Ainsi, le pilotage s'en trouve amélioré et limite les « à-coups », comme c'est le cas de certaines bonifications en cette fin de période. Sans compter que, vis-à-vis de la filière, l'arrêt de ce genre de bonifications est toujours délicat à opérer.
Orientation décarbonation et engagement de performance : des effets de bord constatés
La décarbonation étant un enjeu majeur, la cinquième période des CEE oriente sans surprise ses obligations vers des solutions décarbonées. C'est ainsi, par exemple, que les aides aux chaudières gaz disparaissent au profit de dispositifs de chauffage de type pompe à chaleur ou utilisant la biomasse.
En parallèle, les coups de pouce « rénovation globale » sont maintenus jusqu'en 2025 (malgré un projet de refonte dans les prochains mois). Tandis que le Contrat de Performance Énergétique, s'il est prolongé et accentué pour les bâtiments (tertiaires et résidentiels), est supprimé dans l'industrie.

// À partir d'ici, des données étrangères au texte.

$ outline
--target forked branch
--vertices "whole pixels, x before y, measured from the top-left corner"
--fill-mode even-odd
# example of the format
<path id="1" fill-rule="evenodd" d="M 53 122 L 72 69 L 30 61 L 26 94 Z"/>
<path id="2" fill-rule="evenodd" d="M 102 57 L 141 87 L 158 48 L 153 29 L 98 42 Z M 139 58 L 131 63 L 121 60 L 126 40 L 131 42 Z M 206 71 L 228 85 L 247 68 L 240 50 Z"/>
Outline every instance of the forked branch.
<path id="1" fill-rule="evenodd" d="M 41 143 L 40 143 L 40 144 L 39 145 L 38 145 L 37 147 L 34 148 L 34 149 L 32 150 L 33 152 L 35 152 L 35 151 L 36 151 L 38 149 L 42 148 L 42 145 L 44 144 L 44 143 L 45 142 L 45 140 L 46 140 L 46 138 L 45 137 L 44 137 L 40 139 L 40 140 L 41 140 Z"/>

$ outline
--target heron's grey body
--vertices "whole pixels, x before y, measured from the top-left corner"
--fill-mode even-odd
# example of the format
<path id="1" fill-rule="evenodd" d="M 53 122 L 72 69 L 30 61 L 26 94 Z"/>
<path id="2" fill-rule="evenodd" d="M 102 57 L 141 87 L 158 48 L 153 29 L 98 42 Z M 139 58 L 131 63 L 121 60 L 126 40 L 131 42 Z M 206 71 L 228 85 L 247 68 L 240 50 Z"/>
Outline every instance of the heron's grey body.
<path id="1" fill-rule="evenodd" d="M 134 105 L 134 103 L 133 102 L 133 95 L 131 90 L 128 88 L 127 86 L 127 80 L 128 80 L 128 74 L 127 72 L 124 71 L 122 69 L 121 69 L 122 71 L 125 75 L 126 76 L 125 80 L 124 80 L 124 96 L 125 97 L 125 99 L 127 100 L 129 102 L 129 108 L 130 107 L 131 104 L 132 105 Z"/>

On note aussi une suppression du coefficient carbone pour les sites EU-ETS qui nous semble assez surprenante même si la décarbonation de l'industrie est traitée dans le Plan de Relance.
En d'autres termes, la cinquième période des CEE fait disparaître certaines opportunités, notamment dans l'industrie. Peut-être la révision ou l'encadrement de certaines fiches, en lieu et place d'une coupure de la bonification, aurait permis de limiter les effets d'aubaine sans priver un certain nombre d'industriels d'opportunités de limiter leur empreinte carbone ?
Quoi qu'il en soit, au même titre que les périodes précédentes, la nouvelle période des CEE devra bénéficier rapidement et régulièrement de mises à jour et de réajustements afin de trouver le bon équilibre à la fois vis-à-vis des objectifs à atteindre, de l'ensemble des filières concernées mais également des obligés et des consommateurs, et ainsi d'améliorer constamment la valeur de l'économie d'énergie symbolisé par la valeur du CEE.